The dowager duchess and her second husband, devout Protestants, went into exile on the Continent with Susan and her brother for the remainder of the Catholic Queen Mary's reign, only returning in 1559 to the duchess’s elaborate manor house of Grimsthorpe in Lincolnshire after the accession of Queen Elizabeth, Susan being five years of age.

A record of clothes bought for Susan, her siblings, and the Bertie household in 1561 mentions Susan's farthingale, her Dutch gown of crimson satin, a gold cawl or hairnet, the finding of a brooch she lost, and a lute bought for her and her brother Peregrine. A portrait of Peregrine and Susan was painted in 1562.

In 1570, at the age of sixteen, Susan married Reginald Grey of Wrest, and left Grimsthorpe. Known at the time of his marriage as "Master Grey", Susan's husband was acknowledged by Elizabeth I as Earl of Kent by 30 December 1571, as the result of a campaign by his mother-in-law Katherine, Duchess of Suffolk. Susan became known as Countess of Kent as a result. A year later, on 15 March 1573, the earl died.

Because the Earl and Countess of Kent had been childless, the heir to the earldom was the earl's thirty-three-year-old younger brother, styled until then Henry Lord Grey of Ruthin. Susan Bertie Grey, now nineteen and Dowager Countess of Kent, and presumably unable to continue living in the new Earl of Kent's inherited residence, may at this time have been invited to live at Court. If so, the invitation was presumably issued at the behest of Queen Elizabeth I, who often kept a benevolent watch over younger ladies of the peerage in Susan's situation – certainly the queen would take an angry interest in Susan's remarriage in 1581.

==Second marriage==
Her second husband, Sir John Wingfield, was a nephew of Bess of Hardwick. They had two sons, Peregrine Wingfield, born in Holland, presumably named after her brother, and Robert Wingfield. Wingfield died in 1596 during the capture of Cadiz, widowing Susan and leaving her without means of support. Elizabeth I granted her a £100 pension for life the next year.
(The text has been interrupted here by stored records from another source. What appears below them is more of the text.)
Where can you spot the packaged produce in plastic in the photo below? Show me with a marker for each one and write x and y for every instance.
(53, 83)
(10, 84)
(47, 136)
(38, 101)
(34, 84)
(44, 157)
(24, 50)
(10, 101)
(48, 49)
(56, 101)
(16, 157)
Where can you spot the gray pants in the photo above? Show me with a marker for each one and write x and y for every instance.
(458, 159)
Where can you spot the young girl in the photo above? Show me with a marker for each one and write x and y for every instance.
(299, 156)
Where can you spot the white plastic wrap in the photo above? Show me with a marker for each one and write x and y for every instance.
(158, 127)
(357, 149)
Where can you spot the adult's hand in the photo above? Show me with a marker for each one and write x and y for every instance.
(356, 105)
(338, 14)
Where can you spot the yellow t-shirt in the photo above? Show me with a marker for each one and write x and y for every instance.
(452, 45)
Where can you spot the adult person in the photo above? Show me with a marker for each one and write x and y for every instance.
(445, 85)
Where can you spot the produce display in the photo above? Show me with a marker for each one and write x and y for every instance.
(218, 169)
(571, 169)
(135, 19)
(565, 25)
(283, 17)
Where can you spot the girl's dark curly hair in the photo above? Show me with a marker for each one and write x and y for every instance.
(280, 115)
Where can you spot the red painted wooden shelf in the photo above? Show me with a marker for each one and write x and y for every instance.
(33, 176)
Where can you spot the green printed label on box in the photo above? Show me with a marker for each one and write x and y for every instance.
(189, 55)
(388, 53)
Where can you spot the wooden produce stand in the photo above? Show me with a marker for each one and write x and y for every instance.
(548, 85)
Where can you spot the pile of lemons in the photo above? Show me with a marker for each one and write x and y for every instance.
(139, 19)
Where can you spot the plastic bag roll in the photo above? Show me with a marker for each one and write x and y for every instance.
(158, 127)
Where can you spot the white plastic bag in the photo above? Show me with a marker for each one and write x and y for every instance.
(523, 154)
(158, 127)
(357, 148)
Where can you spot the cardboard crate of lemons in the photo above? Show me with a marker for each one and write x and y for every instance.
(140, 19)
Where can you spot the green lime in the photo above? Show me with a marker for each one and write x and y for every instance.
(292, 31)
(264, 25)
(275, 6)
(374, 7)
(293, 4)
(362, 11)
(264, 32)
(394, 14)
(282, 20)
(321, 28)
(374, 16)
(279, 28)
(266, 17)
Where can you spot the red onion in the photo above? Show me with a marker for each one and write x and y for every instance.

Aemilia Lanyer called Susan Bertie "the Mistris of my youth, / The noble guide of my ungovern'd dayes." The poet was educated under the direction of the dowager Countess of Kent, whose Protestant humanist circle had a profound influence on the young Lanyer. The practice of being sent from one's family to be trained up in service in an aristocratic household, like that of Susan's, was then widespread.